Mississippi ranked 50th in income for 2015, for example, with per capita compensation at $34,771.
In fiscal 2012, it ranked 41st with taxation as a percentage of income (8.6), according to the Tax Foundation, a nonpartisan think tank founded in 1937. For basis of comparison, New York ranked first at 12.7 percent, the foundation’s Facts and Figures 2017 report stated.
Yet Mississippi has long needed a major overhaul of its roads and bridges. That takes capital. And it must be done in a balanced budget, as required by state law.
The legislative leadership is trying to see if that can be done without raising taxes.
The state obviously takes a fiscally conservative approach in meeting that stringent goal.
An ad hoc committee of legislative leaders met twice last year with Nicole Kaeding, an economist with the Tax Foundation, to discuss policy.
Geoff Pender, Clarion-Ledger political editor, wrote that House Speaker Phillip Gunn and Lt. Gov. Tate Reeves, president of the Senate, said Kaeding “validated tax decisions made by the GOP legislative leadership over the past five years – including more than 40 corporate tax cuts.”
“The state . . . has been in a financial crunch, with the governor and lawmakers having to slash budgets because of revenue shortfall,” Pender wrote, “but Republican leaders say the economy, not their tax cuts, [is] to blame.”
The state Bond Commission passed rules last year to ensure that state-backed general obligation bonds are for long-term projects that would not be found in a pork barrel.
State Treasurer Lynn Fitch, a member of the commission, put the per capita state debt at $1,700 last year. The foundation’s Facts and Figures report put Mississippi at $2,742 in fiscal 2012, 35th in state debt per capita for fiscal 2014.

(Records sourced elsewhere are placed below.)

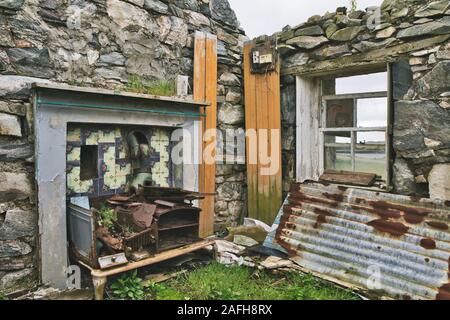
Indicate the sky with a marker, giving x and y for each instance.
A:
(260, 17)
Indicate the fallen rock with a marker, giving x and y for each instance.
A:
(276, 263)
(437, 27)
(245, 241)
(228, 258)
(249, 222)
(257, 233)
(347, 34)
(221, 246)
(307, 42)
(439, 180)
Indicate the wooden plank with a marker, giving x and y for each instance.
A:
(308, 138)
(251, 142)
(274, 113)
(150, 261)
(207, 225)
(262, 122)
(349, 178)
(199, 95)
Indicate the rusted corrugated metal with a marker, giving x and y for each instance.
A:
(386, 244)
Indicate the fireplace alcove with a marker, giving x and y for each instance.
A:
(57, 108)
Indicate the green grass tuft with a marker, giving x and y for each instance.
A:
(157, 88)
(218, 282)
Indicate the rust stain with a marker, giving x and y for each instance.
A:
(428, 244)
(444, 292)
(438, 225)
(395, 229)
(297, 198)
(335, 197)
(411, 215)
(321, 217)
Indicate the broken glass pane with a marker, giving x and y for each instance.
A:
(338, 151)
(372, 112)
(340, 113)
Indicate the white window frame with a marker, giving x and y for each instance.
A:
(352, 130)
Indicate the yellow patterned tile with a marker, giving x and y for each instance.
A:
(106, 136)
(74, 135)
(74, 154)
(92, 139)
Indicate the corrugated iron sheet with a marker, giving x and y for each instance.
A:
(385, 244)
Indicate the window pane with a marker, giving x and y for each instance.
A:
(340, 113)
(371, 112)
(364, 83)
(338, 151)
(370, 153)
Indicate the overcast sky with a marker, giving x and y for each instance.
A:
(259, 17)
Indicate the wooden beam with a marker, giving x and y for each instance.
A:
(205, 88)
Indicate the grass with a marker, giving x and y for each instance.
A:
(372, 165)
(158, 88)
(218, 282)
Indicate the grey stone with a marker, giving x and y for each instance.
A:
(31, 62)
(433, 9)
(17, 87)
(364, 46)
(399, 13)
(12, 4)
(172, 30)
(244, 241)
(126, 15)
(187, 4)
(439, 182)
(440, 26)
(13, 152)
(115, 73)
(14, 248)
(347, 34)
(112, 59)
(13, 107)
(221, 11)
(197, 19)
(157, 6)
(14, 186)
(229, 79)
(386, 33)
(331, 29)
(436, 81)
(231, 114)
(307, 42)
(309, 31)
(231, 191)
(403, 178)
(330, 52)
(416, 119)
(10, 125)
(17, 280)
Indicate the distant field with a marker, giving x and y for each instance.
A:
(373, 164)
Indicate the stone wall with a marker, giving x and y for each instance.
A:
(416, 31)
(99, 43)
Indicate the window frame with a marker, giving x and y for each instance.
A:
(323, 129)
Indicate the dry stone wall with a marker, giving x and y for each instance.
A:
(99, 43)
(415, 31)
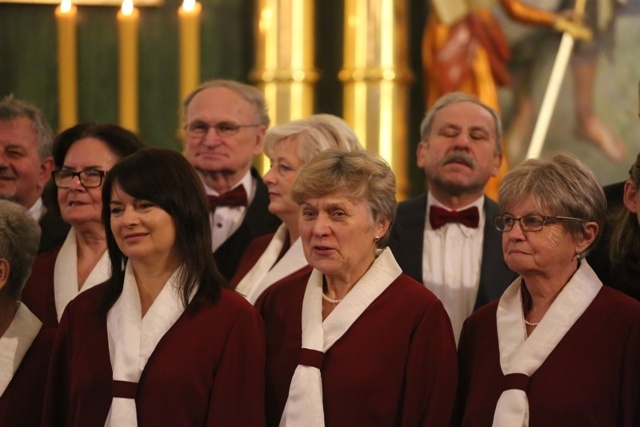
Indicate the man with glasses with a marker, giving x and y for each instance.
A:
(446, 238)
(225, 122)
(26, 165)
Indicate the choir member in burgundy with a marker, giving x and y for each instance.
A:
(558, 348)
(25, 343)
(354, 341)
(83, 154)
(162, 342)
(289, 146)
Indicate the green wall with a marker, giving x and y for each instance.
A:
(28, 65)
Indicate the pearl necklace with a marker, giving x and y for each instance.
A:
(526, 322)
(331, 300)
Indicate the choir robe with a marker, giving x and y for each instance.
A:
(38, 293)
(591, 378)
(207, 370)
(21, 403)
(396, 365)
(251, 255)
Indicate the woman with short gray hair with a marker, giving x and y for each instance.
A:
(272, 257)
(354, 341)
(558, 348)
(25, 345)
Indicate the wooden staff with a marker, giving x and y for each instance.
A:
(553, 88)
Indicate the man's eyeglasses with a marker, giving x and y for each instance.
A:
(223, 129)
(529, 222)
(89, 178)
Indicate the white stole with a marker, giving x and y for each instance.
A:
(15, 343)
(132, 338)
(65, 273)
(267, 271)
(522, 355)
(304, 405)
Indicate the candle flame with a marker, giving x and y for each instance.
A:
(188, 5)
(127, 7)
(65, 6)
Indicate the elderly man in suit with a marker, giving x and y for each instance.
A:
(26, 165)
(445, 238)
(225, 122)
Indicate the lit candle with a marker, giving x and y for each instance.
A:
(189, 23)
(128, 39)
(66, 15)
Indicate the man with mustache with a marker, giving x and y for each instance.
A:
(445, 238)
(26, 165)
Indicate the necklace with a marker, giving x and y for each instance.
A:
(331, 300)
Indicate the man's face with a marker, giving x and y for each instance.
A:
(212, 153)
(460, 154)
(22, 173)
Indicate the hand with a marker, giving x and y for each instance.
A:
(576, 30)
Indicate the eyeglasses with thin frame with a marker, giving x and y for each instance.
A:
(529, 222)
(223, 129)
(89, 178)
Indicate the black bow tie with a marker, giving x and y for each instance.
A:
(439, 217)
(235, 197)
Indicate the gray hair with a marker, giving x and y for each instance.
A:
(455, 98)
(625, 235)
(12, 108)
(561, 186)
(360, 174)
(19, 242)
(251, 94)
(313, 134)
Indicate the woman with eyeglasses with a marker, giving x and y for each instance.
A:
(83, 155)
(558, 348)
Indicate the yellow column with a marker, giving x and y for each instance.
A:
(284, 59)
(128, 18)
(189, 24)
(66, 16)
(375, 77)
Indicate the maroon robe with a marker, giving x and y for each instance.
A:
(21, 403)
(395, 366)
(591, 378)
(251, 255)
(207, 370)
(38, 293)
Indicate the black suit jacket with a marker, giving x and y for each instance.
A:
(406, 242)
(54, 231)
(257, 222)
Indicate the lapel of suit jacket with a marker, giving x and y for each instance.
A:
(408, 236)
(491, 286)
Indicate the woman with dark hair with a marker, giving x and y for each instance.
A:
(624, 243)
(162, 342)
(83, 154)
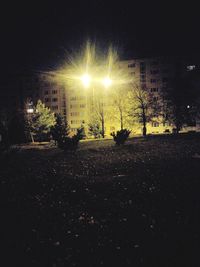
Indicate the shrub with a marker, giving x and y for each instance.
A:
(121, 136)
(70, 143)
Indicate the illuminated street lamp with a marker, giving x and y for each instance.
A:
(86, 80)
(107, 82)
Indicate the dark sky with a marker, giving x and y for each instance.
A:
(37, 35)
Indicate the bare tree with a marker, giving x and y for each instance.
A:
(143, 108)
(120, 110)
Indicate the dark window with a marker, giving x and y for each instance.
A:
(155, 124)
(154, 63)
(154, 71)
(165, 79)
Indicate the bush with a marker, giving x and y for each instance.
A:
(70, 143)
(121, 136)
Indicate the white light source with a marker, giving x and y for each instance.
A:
(107, 82)
(86, 79)
(30, 110)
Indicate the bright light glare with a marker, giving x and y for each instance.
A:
(107, 82)
(86, 79)
(30, 110)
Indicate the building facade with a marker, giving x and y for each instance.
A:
(82, 106)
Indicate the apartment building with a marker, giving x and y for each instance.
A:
(80, 105)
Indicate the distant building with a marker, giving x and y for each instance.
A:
(77, 105)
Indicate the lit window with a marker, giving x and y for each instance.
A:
(190, 67)
(154, 63)
(82, 105)
(154, 71)
(155, 124)
(54, 107)
(132, 65)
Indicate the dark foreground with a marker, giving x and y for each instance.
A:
(138, 205)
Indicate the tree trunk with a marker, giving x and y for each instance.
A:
(144, 130)
(32, 139)
(121, 120)
(103, 130)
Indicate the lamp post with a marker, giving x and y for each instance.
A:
(86, 80)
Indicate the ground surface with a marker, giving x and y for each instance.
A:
(136, 205)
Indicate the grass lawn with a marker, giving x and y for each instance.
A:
(103, 205)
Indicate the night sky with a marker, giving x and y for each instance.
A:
(37, 35)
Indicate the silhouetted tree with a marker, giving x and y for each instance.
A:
(41, 121)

Taking on debt is being pursued – but without adding to general taxation.
The proposed revenue source for the roads and bridges overhaul would be the sale of bonds, but interest to investors would be paid from a new sales tax on Internet transaction by firms with no physical presence in the state.
Reeves, a Republican, blocked a proposed mandate for that in the current session of the Legislature, arguing that it would run afoul of a 1992 U.S. Supreme Court ruling.

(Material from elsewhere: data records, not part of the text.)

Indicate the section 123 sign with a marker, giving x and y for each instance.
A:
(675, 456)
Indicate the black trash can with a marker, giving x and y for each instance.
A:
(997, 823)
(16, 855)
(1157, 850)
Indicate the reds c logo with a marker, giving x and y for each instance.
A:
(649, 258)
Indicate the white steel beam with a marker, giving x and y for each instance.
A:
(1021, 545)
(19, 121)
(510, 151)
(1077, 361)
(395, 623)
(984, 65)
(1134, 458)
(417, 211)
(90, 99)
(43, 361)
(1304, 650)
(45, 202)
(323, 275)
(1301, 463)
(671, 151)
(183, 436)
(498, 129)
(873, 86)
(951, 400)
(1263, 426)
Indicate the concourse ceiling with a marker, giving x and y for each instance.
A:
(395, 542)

Yet last week, Gunn, also a Republican, penned Senate Bill 2939, which would provide revenue from voluntary taxes paid by Internet-based retailers doing business in the state. The proposal would provide $50 million in bond revenue, divided equally between cities and counties.

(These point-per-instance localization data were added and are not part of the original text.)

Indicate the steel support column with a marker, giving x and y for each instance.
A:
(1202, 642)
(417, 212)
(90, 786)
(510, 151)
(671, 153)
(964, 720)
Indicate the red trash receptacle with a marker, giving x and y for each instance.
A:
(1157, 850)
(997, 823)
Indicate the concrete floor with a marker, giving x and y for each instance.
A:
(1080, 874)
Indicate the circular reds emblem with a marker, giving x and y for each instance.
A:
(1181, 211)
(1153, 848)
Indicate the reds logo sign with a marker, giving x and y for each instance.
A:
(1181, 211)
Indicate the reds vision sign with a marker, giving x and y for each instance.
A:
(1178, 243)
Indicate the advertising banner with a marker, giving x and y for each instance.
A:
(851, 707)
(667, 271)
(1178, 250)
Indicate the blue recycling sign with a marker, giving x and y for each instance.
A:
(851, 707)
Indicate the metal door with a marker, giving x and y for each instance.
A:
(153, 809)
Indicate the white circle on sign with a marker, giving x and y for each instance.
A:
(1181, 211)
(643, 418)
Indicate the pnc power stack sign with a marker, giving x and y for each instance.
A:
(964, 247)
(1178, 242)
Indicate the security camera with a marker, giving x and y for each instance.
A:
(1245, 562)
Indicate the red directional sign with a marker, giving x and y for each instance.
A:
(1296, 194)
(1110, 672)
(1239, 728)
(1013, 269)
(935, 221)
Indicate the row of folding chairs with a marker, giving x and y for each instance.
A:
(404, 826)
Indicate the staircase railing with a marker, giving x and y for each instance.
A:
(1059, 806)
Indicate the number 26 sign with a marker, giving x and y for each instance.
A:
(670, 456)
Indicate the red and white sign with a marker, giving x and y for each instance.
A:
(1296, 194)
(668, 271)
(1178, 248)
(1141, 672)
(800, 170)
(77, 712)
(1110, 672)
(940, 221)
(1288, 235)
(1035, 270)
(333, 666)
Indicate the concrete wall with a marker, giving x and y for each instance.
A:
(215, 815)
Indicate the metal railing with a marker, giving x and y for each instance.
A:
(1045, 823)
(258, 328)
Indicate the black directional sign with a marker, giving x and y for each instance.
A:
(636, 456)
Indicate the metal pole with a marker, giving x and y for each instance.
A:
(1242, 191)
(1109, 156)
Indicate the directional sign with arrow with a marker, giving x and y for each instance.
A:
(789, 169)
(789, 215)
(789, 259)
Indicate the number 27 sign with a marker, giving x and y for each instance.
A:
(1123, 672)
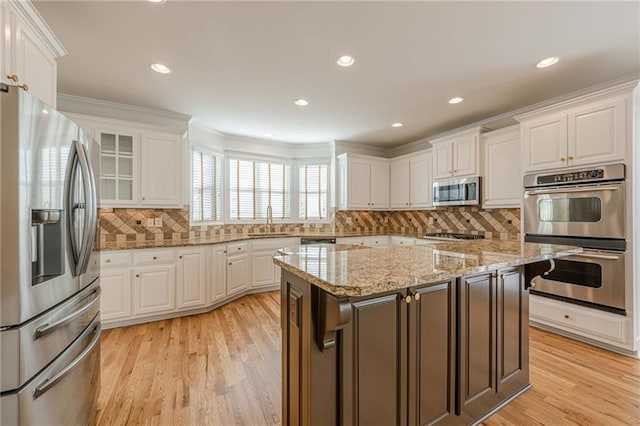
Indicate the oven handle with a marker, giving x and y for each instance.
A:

A common figure cited for those infrastructural needs is $375 million a year, according to a study commissioned by the Mississippi Economic Council, the state chamber of commerce.
That legislation, which passed the House easily, will likely go to a conference committee to work out any differences. It was pending at publication time.
Increasing the tax on motor fuel – which has not been raised from its 18.8 cents per gallon since 1987, when the Legislature approved it and 1,700 miles of four-lane highway were built – has been suggested.
Mississippi ranks 46th. Pennsylvania’s is the highest at 58.2 cents as of Jan. 1, 2017.
Meantime, construction costs in Mississippi have risen several hundred percent in the past 30 years.